Coverage from BofA shareholder meeting

The Belk Theatre, adjacent to the BofA Corporate Center, and location of the 2009 shareholder's meeting on April 29th, 2009
I have elected to vote my shares in-person this year at the Bank of America shareholder meeting this Wednesday. I have already voted the bulk of my shares, and needless to say, the dissident holders won’t like me. Either way, nothing like free tickets to a suit-and-tie cage fight between Finger and others against Ken Lewis and the board.
I’m not inclined to agree with their arguments that Ken Lewis didn’t do his job by protecting the shareholders. I think he provided them far more protection than they want, plus a long value gem in Merrill Lynch.

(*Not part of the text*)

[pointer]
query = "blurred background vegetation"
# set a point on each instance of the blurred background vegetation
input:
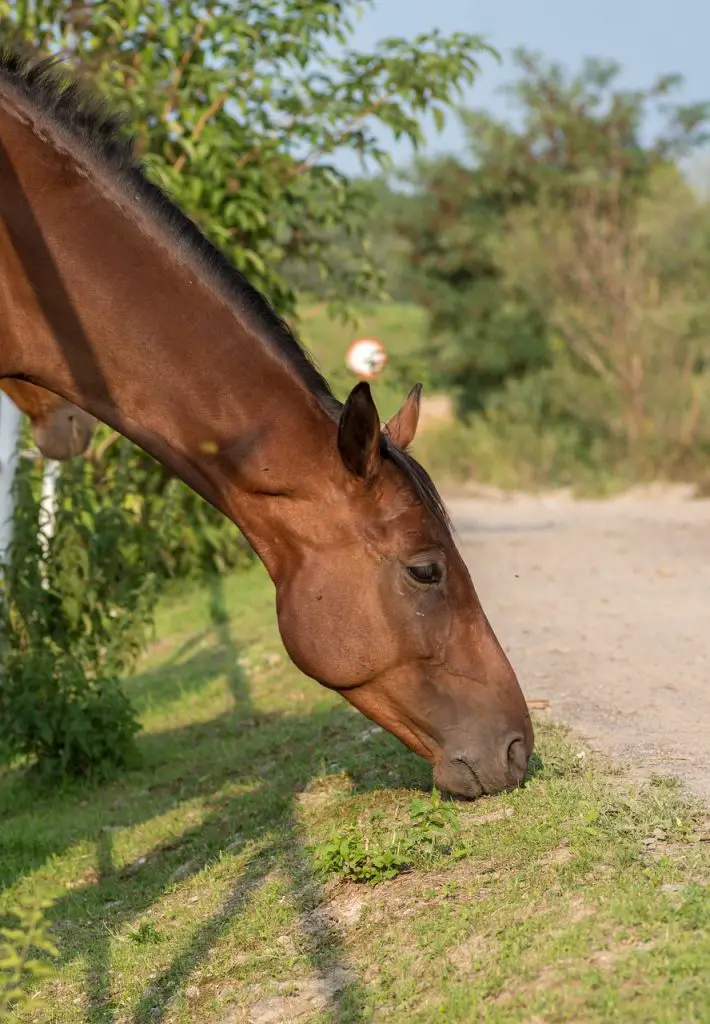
(548, 287)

With the upper echelons of the money side of the government stomping on his feet, many claim he was only protecting himself and the jobs of the board members. But consider this. Had Paulson and Bernanke done what they claimed they were going to do, what was not to say that they could have used that position to tear apart the bank at the expense of the shareholders. Plus if they had done that, the bank stock would’ve plummeted anyway.
If Merrill had not been purchased, consider what effects that would’ve had on the economy, especially the banking system. When Lehman and Bear died, panicked investors rushed out to sell who they thought was the next to go. Although BoA may not have felt the worst of that pain, the banking sector, and potentially other markets, would’ve crashed. We have not seen another major bank outright fail since WaMu, and if my memory serves me correctly, Wachovia was the closest we came after that. If BoA backed out of Merrill there in December, the nasty cycle would’ve been unleashed again. Who in the hell would want to buy Merrill when one of the largest banks, that is still relatively healthy, doesn’t want it.
Finally, BoA got some long term value out of that acquisition, but the only way we are going to be able to extract that is via a smooth transition. I can vouch first hand for the abilities of BoA to make solid transitions, after being a part of two of them myself (US Trust and LaSalle bank). You can knit-pick micro issues at the execution phase, but overall they do a tremendous job of eliminating overlap, streamlining systems, integrating products, etc. into the new combined units. Countrywide, which I wasn’t a part of, has been a tremendous success, especially with the current refinance market. Many chastised Lewis for this deal too, but it is already paying its dividends, albeit to the government.
Pulling out Lewis and the other senior management at this time would be a grave mistake on the part of these shareholders. If they want to extract the most value of their ownership, then don’t pull away the leaders during mid-transition. Believe it or not, Lewis has earned a tremendous amount of respect within the bank itself. Many employees, many of whom are also shareholders, have an understanding of why they stuck to the deal, and this was even before anything came out about it (many theorized it, based upon the morals of Mr. Lewis).
And I guess, finally, I’m tired of hearing about Lewis being chastised for being an outstanding corporate citizen. By sticking with the deal with his feet pinned, he did a great deal to help our economy out, and in the end, provide a good day for many of the investors such as myself who found new opportunity to own some equity of BoA. This is an outstanding corporation that will continue to churn out profits for many more years to come.
So for all of you BoA shareholders out there, vote against these dissident views. They are held by frantic tunnel-visioned companies, activists by their own name, yet history proves that activist investors are rarely the people we need making decisions.